Fatwa Itu Tak Perlu Dikawal

Fatwa Itu Tak Perlu Dikawal

Fatwa tidak perlu dikawal, begini rumusan dalam sejarah islam

Fatwa Itu Tak Perlu Dikawal

Sebetulnya untuk apa sih “gerakan pengawal fatwa” itu? Fatwa itu tidak perlu dikawal dan tidak memerlukan pengawalan. Kalau anak-anak itu baru perlu dikawal kalau sedang main di tempat umum supaya aman dan tidak dicuri orang yang suka “menjualbelikan” anak. Orang tua yang sudah tua juga perlu dikawal kalau naik haji atau umrah supaya tidak nyasar di Makah. Pacar mungkin juga perlu supaya tidak “nyelonong” di pengkolan. Tapi kalau fatwa, buat apa dikawal? Kecuali kalau “Mbah Fatwa” itu mungkin baru bisa dikawal.

Fatwa itu hanya sebuah “pendapat”, tepatnya pendapat tentang masalah sosial-politik-keagamaan yang didasarkan pada sejumlah penafsiran dan pemahaman atas teks-teks keislaman tertentu. Biasanya ulama, fuqaha, hakim, atau “mufti” yang mengeluarkan “fatwa” ini. Fatwa ini bisa dikeluarkan oleh individu yang memiliki kualifiaksi sebagai “mufti” (atau pemberi fatwa), kelompok ulama, atau lembaga dan ormas keislaman.

Karena sebuah pendapat, maka fatwa itu beraneka ragam.

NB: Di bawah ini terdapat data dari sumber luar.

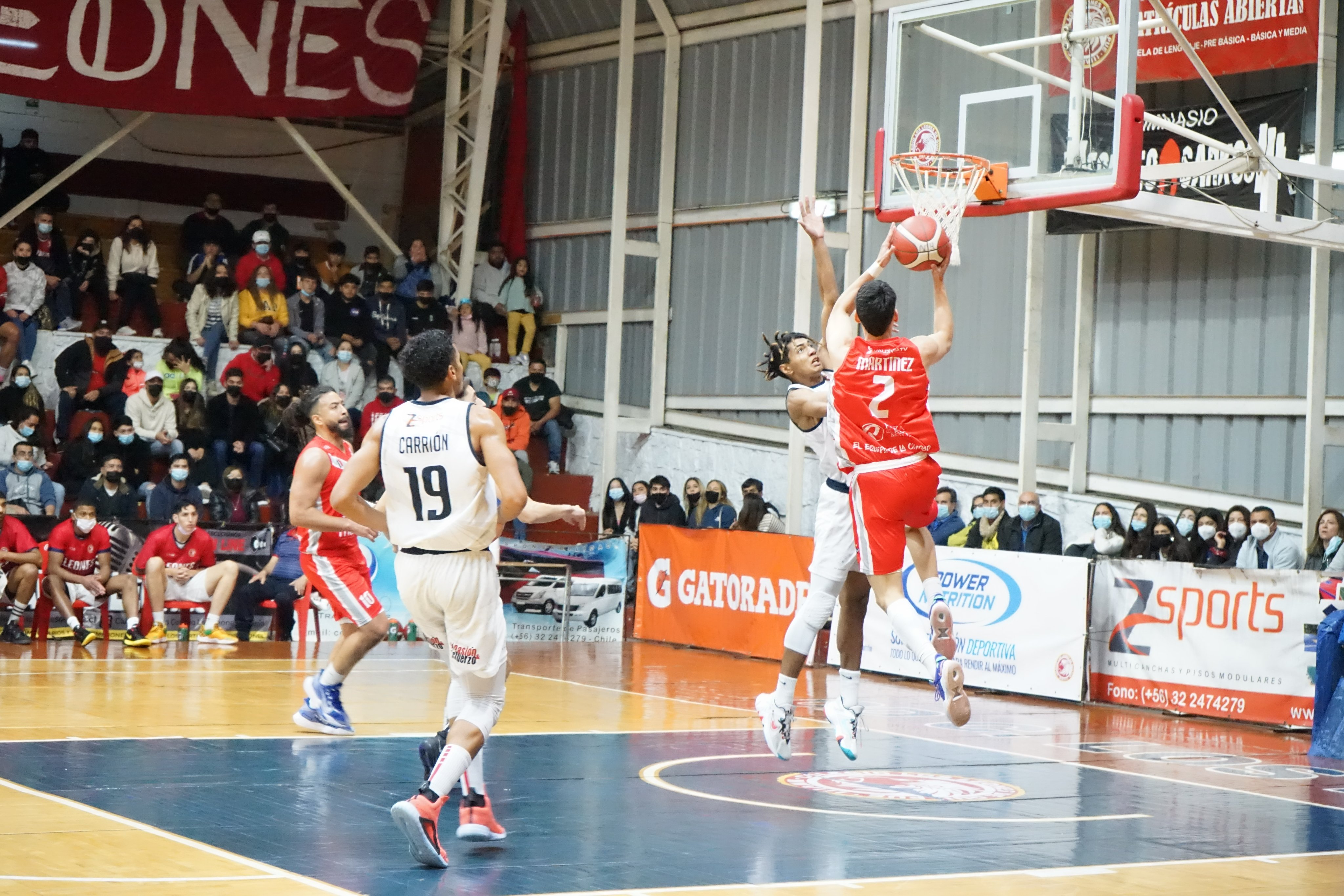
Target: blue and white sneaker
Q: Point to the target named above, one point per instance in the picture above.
(846, 723)
(949, 691)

Sejak zaman bahula sudah begitu. Masalah atau isu yang sama bisa menghasilkan keputusan hukum dan fatwa yang berbeda. Itu biasa saja. Semua tergantung pada sejauh mana penafsiran dan pemahaman atas teks-teks dan diskursus keislaman, kitab-kitab apa yang dipakai sebagai pedoman atau landasan berfatwa, metodologi apa yang digunakan untuk menggali hukum Islam, jenis ormas atau aliran apa yang mengeluarkan fatwa, termasuk kepentingan-kepentingan non-agama apa yang ada pada pembuat fatwa, dlsb. Itu belum termasuk pendapat ulama klasik mana yang dijadikan sebagai rujukan, pedoman dan pendukung fatwa. Setiap ulama masa kini punya ulama pavorit di masa lalu yang warna-warni.

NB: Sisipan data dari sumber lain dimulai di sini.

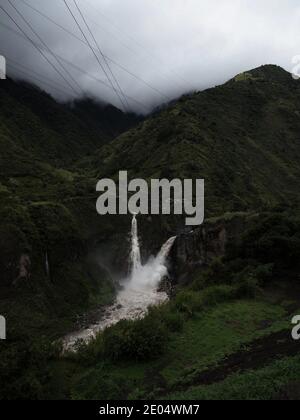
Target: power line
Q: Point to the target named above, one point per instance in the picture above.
(130, 73)
(39, 49)
(91, 48)
(45, 45)
(103, 56)
(79, 69)
(40, 79)
(150, 54)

Semua latar belakang itu akan mempengaruhi produk fatwa. Dulu, pada masa Pak Harto, juga ada bermacam-macam fatwa, baik yang dikeluarkan oleh MUI, NU, Muhammadiyah, dan ormas-ormas Islam lain. Misalnya, fatwa tentang status ber-KB (Keluarga Berencana) yang dulu sempat jadi heboh bertahun-tahun dan sempat jadi bahan kampanye politik menjelang pemilu: ada yang mengharamkan, ada yang menghalalkan, ada yang membolehkan dengan syarat. Kemudian tentang “fatwa rokok”: ada yang mengharamkan, ada yang menghalalkan. Tergantung “fatwa pesanan” siapa he he. Sangking fleksibelnya masalah “dunia fatwa” ini sampai-sampai ada kelakar: mau minta “fatwa halal” atau “fatwa haram”? Karena memang semua bisa dicarikan dalil, dasar, dan argumentasinya.

Tapi yang namanya “fatwa” itu tidak mengikat. Dengan kata lain, umat Islam bebas-merdeka mau mengikuti fatwa itu atau tidak. Keliru besar, besar sekali, jika ada yang menganggap fatwa itu wajib ditaati dan diikuti. Anda mau ikut si fatwa itu juga silakan, nggak juga silakan. Silakan Anda cerna sendiri secara baik-baik dan mendalam, mana kira-kira fatwa yang lebih bermanfaat untuk Anda dan masyarakat banyak. Mau dipraktekkan secara pribadi juga silakan saja.

Nah, kalau ada yang ngotot menggerakkan dan memobilisasi massa untuk mengawal dan mendukung fatwa ini atau itu, itu namanya “dagelan politik” yang dibungkus dengan “baju agama” atau “sinetron politik beraura agama” he he. Hanya orang-orang yang “lebay-njeblay” yang ngotot mau mengawal sebuah fatwa, apalagi mengawal pendapat yang bukan fatwa, lebih “njeblay” lagi.